# 3.750 liters MIXED TANK (approximately 950 gallons)



## PygoLover (Mar 22, 2007)

Video made by Jun, an User of my Italian Piranha's FoRuM (www.piranhatribe.it)

http://www.youtube.com/watch?v=aW1jfOblNYY...player_embedded






enjoy


----------



## primetime3wise (Sep 28, 2003)

incredible setup, it's huge! nice plump pygos in there, they are large but that tank makes them look small in the vid.


----------



## jp80911 (Apr 3, 2008)

very nice.
whats the dimension of the tank?


----------



## His Majesty (Apr 5, 2005)

thats a hell of a nice tank!!


----------



## luckydemonz5 (Jul 24, 2009)

that one sick ass tank


----------



## PygoLover (Mar 22, 2007)

two of those pirayas (bigger ones) come right from here









IMO, after Pascal's tank (bluebird) it's the second best private piranhas tank








Tommy


----------



## Wide_Eyed_Wanderer (Aug 22, 2006)

Cool, they look like the ones we see in the zoos.


----------



## Ba20 (Jan 29, 2003)

that is a nice tank !


----------



## Soul Assassin (Nov 21, 2006)

crazy tank and fat ass P's, nicely scaped too :nod:


----------



## Ægir (Jan 21, 2006)

Any place we can see "behind the scenes" like a build thread or pics of the filtration?

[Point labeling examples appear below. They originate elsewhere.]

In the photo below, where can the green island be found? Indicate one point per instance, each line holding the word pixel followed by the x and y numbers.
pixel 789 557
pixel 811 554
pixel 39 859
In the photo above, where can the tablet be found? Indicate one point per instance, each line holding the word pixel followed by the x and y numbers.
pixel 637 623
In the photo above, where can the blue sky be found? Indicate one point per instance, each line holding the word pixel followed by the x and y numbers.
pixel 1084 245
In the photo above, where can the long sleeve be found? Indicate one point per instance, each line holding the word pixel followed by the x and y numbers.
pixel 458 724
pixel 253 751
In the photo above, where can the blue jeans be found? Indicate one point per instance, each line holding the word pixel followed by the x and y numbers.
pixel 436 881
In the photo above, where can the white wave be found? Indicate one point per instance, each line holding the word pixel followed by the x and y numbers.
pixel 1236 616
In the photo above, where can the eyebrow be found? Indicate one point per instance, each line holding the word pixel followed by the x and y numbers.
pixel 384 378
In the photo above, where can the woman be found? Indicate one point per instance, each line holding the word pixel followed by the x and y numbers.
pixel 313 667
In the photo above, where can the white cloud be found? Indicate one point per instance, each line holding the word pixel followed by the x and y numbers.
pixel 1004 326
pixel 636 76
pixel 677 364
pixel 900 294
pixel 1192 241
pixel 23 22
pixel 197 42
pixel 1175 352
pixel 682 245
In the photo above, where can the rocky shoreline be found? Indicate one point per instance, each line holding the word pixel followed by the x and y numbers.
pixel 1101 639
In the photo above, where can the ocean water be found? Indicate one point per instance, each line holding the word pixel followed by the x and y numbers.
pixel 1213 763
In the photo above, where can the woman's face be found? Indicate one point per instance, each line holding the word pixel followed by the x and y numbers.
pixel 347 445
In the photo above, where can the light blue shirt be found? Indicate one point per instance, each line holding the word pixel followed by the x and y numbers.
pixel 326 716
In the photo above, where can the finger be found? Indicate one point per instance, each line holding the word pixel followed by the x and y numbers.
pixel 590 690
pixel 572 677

Thats one impressive tank...


----------



## PygoLover (Mar 22, 2007)

It's made in the wall and the only glass ist's the frontal one...filtration it's easier then you think... are just 2 eheim professional III Electronic 2078 (1.850 l/h) and 1 Fluvial FX 1.500 (3.500 l/h) and that's all 

Those Plants make the difference and keep perfect parameters...








Tommy


----------



## notaverage (Sep 10, 2005)

Are you sure thats not 950 litres and not gallons?
Unless its deeper then I can tell in the vid.
Awesome either way!


----------



## PygoLover (Mar 22, 2007)

tank it's 300cm X 125cm X 100 = 3.750 liters...around 3.300 effective liters








Tommy


----------